Evolutionary chemical learning in dimerization networks
This work advances adaptive, energy-efficient molecular computing systems by bridging synthetic biology and machine learning, though it is incremental as it builds on existing directed evolution and analog computation concepts.
The authors tackled the problem of implementing complex learning tasks like multiclass classification using chemical systems, by developing Competitive Dimerization Networks (CDNs) trained through directed evolution, resulting in classifiers with strong output contrast and high mutual information, closely matching in silico gradient descent performance.

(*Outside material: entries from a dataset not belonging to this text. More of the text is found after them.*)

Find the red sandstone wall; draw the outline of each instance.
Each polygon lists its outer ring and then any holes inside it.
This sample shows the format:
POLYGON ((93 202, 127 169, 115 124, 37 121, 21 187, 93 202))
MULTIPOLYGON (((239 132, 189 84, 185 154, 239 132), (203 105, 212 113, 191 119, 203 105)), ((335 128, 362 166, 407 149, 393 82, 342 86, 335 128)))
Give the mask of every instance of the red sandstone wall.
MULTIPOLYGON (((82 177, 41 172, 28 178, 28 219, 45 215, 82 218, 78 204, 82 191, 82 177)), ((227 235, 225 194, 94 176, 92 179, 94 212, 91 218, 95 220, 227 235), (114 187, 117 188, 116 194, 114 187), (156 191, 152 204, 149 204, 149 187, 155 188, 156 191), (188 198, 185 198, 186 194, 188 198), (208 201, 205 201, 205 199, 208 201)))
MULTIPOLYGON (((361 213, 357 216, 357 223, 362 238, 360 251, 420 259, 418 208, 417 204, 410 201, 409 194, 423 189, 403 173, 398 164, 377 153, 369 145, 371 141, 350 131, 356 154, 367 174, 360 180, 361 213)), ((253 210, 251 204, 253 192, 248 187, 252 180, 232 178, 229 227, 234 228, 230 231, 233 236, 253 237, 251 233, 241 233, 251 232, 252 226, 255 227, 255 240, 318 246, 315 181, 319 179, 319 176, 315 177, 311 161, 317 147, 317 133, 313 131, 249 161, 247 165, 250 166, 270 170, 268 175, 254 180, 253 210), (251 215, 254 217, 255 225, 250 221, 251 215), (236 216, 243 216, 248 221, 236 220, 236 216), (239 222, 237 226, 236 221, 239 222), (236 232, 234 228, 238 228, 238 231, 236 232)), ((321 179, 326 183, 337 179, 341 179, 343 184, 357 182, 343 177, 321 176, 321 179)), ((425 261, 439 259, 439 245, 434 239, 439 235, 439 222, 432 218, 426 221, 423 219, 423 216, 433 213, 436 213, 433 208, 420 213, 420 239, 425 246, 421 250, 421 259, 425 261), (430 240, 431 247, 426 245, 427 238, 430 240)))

We present a novel framework for chemical learning based on Competitive Dimerization Networks (CDNs) - systems in which multiple molecular species, e.g. proteins or DNA/RNA oligomers, reversibly bind to form dimers. We show that these networks can be trained in vitro through directed evolution, enabling the implementation of complex learning tasks such as multiclass classification without digital hardware or explicit parameter tuning. Each molecular species functions analogously to a neuron, with binding affinities acting as tunable synaptic weights. A training protocol involving mutation, selection, and amplification of DNA-based components allows CDNs to robustly discriminate among noisy input patterns. The resulting classifiers exhibit strong output contrast and high mutual information between input and output, especially when guided by a contrast-enhancing loss function. Comparative analysis with in silico gradient descent training reveals closely correlated performance. These results establish CDNs as a promising platform for analog physical computation, bridging synthetic biology and machine learning, and advancing the development of adaptive, energy-efficient molecular computing systems.